Polyploidy is observed across the tree of life, yet its influence on evolution remains incompletely understood(1–4). Polyploidy, usually whole genome duplication (WGD), is proposed to alter the rate of evolutionary adaptation. This could occur through complex effects on the frequency or fitness of beneficial mutations (2,5–7). For example, in diverse cell types and organisms, immediately after a WGD, newly formed polyploids missegregate chromosomes and undergo genetic instability(8–13). The instability following WGDs is thought to provide adaptive mutations in microorganisms(13,14) and can promote tumorigenesis in mammalian cells(11,15). Polyploidy may also affect adaptation independent of beneficial mutations through ploidy-specific changes in cell physiology(16). Here, we performed in vitro evolution experiments to directly test whether polyploidy can accelerate evolutionary adaptation. Compared to haploids and diploids, tetraploids underwent significantly faster adaptation.
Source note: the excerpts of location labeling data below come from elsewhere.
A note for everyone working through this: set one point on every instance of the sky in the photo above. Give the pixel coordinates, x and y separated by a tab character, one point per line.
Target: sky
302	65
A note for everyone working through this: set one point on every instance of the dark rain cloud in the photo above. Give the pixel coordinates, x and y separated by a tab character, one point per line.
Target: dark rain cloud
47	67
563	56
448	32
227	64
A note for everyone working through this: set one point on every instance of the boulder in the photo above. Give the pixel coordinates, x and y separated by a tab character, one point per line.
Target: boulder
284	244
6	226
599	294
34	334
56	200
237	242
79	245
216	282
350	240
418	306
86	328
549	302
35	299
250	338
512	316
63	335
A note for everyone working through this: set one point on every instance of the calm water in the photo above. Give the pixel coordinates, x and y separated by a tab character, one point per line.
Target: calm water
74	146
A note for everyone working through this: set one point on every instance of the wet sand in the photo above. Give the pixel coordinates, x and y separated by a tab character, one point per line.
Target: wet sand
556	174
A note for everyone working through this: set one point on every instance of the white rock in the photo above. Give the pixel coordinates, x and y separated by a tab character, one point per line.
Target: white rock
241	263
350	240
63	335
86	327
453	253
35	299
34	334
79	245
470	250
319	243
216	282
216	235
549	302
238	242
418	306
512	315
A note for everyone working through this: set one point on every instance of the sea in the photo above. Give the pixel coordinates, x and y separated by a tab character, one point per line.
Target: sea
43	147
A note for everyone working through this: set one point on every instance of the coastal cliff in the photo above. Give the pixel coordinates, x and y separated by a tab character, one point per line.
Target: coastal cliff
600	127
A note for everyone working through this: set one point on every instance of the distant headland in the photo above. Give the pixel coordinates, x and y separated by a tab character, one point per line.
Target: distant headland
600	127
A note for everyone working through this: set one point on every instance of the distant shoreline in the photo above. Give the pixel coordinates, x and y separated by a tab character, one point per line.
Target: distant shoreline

Mathematical modeling suggested that rapid adaptation of tetraploids was driven by higher rates of beneficial mutations with stronger fitness effects, which was supported by whole-genome sequencing and phenotypic analyses of evolved clones. Chromosome aneuploidy, concerted chromosome loss, and point mutations all provided large fitness gains. We identified several mutations whose beneficial effects were manifest specifically in the tetraploid strains. Together, these results provide direct quantitative evidence that in some environments polyploidy can accelerate evolutionary adaptation.